Elevated 5xx Error Rate in Navigation flow
Incident Report for VTEX
Postmortem
Posted Aug 30, 2023 - 12:20 UTC

Resolved
This incident has been resolved.

On August 24 2023, between 21:03 and 21:30 UTC, we observed elevated error rates in our platform. This was caused by changes that were performed in the configuration of our cloud infrastructure, as follow-up actions of our previous status.

We apologize for any inconvenience this may have caused, and appreciate your patience as we work on implementing additional safeguards to our infrastructure to ensure uninterrupted service.

Timeline:

At 21:03 UTC, our team applied a change in our cloud infrastructure configuration. This action was applied to reduce the size of the failure domain associated with the interaction between applications, by isolating critical and non-critical applications.

At 21:09 UTC, our alarms were triggered alerting our incident response team of a rapid increase in error rates in our platform.

At 21:14 UTC, the incident response team identified that one of our clusters had degraded performance and started mitigation actions. These actions involve redirecting network traffic from the degraded cluster to healthy clusters. Unfortunately this cannot be done instantly, as abrupt changes in traffic volume could negatively impact the healthy clusters and generate a global outage.
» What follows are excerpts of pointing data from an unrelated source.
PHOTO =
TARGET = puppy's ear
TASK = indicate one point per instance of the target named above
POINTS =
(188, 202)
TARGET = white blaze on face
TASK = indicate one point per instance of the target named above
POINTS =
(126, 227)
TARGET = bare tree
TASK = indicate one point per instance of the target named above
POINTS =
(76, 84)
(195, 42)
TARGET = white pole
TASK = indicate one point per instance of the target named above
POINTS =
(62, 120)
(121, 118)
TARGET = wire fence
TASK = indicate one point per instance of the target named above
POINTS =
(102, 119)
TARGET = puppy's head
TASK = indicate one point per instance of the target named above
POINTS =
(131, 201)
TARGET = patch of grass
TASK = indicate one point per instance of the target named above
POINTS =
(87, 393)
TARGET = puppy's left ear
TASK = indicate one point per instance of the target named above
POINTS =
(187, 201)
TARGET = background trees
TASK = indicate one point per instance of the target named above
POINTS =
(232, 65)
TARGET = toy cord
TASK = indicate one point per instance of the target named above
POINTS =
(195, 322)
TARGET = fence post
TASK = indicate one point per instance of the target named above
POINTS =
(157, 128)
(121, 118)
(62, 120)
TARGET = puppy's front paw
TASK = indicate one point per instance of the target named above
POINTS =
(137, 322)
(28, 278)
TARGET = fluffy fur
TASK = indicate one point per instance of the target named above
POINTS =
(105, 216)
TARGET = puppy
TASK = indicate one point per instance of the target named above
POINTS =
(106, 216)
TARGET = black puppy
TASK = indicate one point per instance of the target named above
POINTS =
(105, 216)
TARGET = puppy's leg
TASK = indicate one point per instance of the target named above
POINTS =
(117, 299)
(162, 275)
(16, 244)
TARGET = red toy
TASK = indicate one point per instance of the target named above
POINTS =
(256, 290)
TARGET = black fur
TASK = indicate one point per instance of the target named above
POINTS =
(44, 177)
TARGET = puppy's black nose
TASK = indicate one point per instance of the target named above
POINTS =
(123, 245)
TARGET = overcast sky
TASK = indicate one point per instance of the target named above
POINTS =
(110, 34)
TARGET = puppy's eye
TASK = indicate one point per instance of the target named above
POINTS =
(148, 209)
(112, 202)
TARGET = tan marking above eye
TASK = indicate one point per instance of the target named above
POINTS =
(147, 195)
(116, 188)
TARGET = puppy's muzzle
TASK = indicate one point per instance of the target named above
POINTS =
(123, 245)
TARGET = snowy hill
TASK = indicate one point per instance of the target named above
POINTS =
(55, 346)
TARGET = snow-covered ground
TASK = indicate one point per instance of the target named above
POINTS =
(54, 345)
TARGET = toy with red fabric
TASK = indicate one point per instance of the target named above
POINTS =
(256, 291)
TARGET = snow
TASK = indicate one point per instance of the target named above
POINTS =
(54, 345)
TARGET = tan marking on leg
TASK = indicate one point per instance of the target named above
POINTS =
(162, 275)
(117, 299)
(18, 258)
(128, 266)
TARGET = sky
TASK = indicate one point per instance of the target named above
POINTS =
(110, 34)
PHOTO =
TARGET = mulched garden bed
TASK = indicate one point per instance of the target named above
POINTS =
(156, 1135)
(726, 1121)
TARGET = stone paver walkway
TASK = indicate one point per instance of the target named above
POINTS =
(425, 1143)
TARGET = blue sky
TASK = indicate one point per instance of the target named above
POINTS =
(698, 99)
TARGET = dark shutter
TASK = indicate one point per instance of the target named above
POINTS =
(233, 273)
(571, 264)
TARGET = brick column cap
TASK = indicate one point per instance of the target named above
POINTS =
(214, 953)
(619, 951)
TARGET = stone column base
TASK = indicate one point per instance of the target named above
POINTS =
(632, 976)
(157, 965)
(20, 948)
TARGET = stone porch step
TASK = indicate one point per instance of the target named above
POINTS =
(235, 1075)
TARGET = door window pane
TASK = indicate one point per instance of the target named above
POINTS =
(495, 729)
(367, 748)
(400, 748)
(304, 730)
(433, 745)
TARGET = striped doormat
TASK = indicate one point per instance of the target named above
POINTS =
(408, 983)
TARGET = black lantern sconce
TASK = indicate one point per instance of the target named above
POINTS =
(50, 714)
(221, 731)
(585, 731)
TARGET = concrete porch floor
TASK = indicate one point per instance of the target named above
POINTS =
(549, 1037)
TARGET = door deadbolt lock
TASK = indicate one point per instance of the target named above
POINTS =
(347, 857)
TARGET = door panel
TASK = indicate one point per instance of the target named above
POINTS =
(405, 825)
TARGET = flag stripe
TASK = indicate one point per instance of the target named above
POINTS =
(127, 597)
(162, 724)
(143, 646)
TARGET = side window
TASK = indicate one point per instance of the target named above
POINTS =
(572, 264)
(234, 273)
At 21:30 UTC, the mitigation actions were completed and errors ceased.
Posted Aug 24, 2023 - 22:38 UTC
Monitoring
A fix has been implemented and we are monitoring the results.
Posted Aug 24, 2023 - 21:32 UTC
Identified
The issue has been identified and a fix is being implemented.
Posted Aug 24, 2023 - 21:21 UTC
This incident affected: Checkout, WebStore, Administrative Environment, and Internal Modules.